An open-source Python framework for building production-ready LLM pipelines — RAG systems, agents, and document processing workflows — with a composable component-based architecture.
Haystack (by deepset) is a framework for building modular LLM applications. Its core abstraction is the Pipeline: a directed acyclic graph of Components that process inputs and pass outputs to downstream components. Components include document converters, text splitters, embedders, retrievers, LLM generators, and output parsers. Pipelines are declaratively defined and can be serialised to YAML.
Every component has typed inputs and outputs. The pipeline connects them: component A's output named 'documents' feeds into component B's input named 'documents'. Pipelines can branch (route to different components based on conditions) and merge (aggregate outputs from multiple branches). This makes complex workflows like hybrid retrieval + reranking + generation easy to express.
from haystack import Pipeline
from haystack.components.retrievers.in_memory import InMemoryBM25Retriever
from haystack.components.builders import PromptBuilder
from haystack.components.generators import OpenAIGenerator
from haystack.document_stores.in_memory import InMemoryDocumentStore
# Setup
store = InMemoryDocumentStore()
# Index documents (omitted for brevity)
# Build query pipeline
rag = Pipeline()
rag.add_component("retriever", InMemoryBM25Retriever(document_store=store))
rag.add_component("prompt_builder", PromptBuilder(
template="Context: {%for doc in documents%}{{doc.content}}{%endfor%}\nQuestion: {{question}}\nAnswer:"
))
rag.add_component("llm", OpenAIGenerator(model="gpt-4o-mini"))
rag.connect("retriever", "prompt_builder.documents")

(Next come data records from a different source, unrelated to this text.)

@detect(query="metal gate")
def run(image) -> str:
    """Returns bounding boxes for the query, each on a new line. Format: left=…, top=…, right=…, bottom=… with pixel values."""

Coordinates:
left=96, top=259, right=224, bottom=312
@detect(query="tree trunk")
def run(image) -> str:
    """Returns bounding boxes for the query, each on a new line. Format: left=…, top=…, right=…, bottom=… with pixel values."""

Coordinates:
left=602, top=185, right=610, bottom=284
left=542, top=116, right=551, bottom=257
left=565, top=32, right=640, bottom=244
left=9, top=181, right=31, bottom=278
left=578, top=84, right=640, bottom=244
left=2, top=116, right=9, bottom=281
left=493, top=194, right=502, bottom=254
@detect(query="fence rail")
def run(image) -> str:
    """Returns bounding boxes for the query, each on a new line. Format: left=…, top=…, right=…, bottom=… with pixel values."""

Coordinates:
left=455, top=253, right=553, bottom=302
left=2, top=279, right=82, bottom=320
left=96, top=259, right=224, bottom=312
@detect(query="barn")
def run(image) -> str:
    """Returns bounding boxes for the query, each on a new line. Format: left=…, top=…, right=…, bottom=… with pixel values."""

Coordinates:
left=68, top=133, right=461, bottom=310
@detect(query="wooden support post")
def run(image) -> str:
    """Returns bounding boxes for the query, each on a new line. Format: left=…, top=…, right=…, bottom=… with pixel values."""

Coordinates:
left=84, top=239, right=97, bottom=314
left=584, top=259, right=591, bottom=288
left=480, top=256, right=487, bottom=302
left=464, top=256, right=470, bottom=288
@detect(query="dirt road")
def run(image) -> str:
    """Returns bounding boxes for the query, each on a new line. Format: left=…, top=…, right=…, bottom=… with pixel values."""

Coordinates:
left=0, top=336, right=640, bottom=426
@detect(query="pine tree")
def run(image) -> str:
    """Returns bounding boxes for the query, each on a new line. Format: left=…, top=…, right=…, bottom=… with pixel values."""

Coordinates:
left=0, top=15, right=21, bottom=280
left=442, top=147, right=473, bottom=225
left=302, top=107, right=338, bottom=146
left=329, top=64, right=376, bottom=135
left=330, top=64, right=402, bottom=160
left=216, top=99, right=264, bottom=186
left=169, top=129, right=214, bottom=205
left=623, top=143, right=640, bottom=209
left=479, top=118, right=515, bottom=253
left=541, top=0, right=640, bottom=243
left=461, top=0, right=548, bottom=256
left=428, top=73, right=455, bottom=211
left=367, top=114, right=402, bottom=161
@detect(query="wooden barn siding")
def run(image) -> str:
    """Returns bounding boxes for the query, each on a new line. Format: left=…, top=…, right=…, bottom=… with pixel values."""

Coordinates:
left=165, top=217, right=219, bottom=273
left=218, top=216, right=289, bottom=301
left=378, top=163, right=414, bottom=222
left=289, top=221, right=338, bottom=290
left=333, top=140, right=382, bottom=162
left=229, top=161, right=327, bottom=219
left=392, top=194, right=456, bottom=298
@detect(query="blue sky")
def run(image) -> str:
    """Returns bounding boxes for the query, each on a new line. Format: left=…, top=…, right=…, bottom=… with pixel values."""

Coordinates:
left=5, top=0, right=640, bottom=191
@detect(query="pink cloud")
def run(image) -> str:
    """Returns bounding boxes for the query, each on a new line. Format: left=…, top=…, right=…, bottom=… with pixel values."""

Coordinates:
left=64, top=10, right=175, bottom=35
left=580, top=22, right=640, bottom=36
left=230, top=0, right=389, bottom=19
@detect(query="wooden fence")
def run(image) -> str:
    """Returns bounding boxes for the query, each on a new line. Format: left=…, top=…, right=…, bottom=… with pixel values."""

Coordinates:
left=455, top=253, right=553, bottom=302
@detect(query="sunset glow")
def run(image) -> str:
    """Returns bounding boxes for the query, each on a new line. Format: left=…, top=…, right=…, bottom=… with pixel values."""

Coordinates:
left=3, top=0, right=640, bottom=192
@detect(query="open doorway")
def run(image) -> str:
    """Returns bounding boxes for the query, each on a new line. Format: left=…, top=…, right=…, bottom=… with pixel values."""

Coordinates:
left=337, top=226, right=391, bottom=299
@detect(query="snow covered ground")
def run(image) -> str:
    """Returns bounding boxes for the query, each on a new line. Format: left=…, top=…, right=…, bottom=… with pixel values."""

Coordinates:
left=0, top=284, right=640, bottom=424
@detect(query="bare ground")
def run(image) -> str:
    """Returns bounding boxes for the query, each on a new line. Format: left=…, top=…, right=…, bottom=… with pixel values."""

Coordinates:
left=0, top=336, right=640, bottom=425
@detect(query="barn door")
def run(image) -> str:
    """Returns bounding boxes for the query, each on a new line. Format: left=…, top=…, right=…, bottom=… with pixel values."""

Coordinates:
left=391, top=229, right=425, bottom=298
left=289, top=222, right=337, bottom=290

rag.connect("prompt_builder", "llm")
result = rag.run({"retriever": {"query": "What is RAG?"}, "prompt_builder": {"question": "What is RAG?"}})
print(result["llm"]["replies"][0])
Haystack integrates with: InMemory (dev/test), OpenSearch, Elasticsearch, Weaviate, Qdrant, Pinecone, pgvector, and Chroma. Switch backends by swapping the DocumentStore and its paired Retriever — the rest of the pipeline is unchanged. Each store supports both sparse (BM25) and dense (vector) retrieval.
Haystack 2.x supports agents via the Agent component that wraps any LLM with tool-calling capabilities. Tools are defined as Python functions with docstrings describing their parameters. The agent loop runs until no more tool calls are needed. Combine with custom components for specialised tool implementations.
Choose Haystack when: you want a mature, production-tested RAG framework, you need flexible pipeline topologies (branching, merging), or you want YAML-configurable deployable pipelines. Avoid if: you need deep LangChain ecosystem integrations, or your workflow is simple enough that a direct API call suffices.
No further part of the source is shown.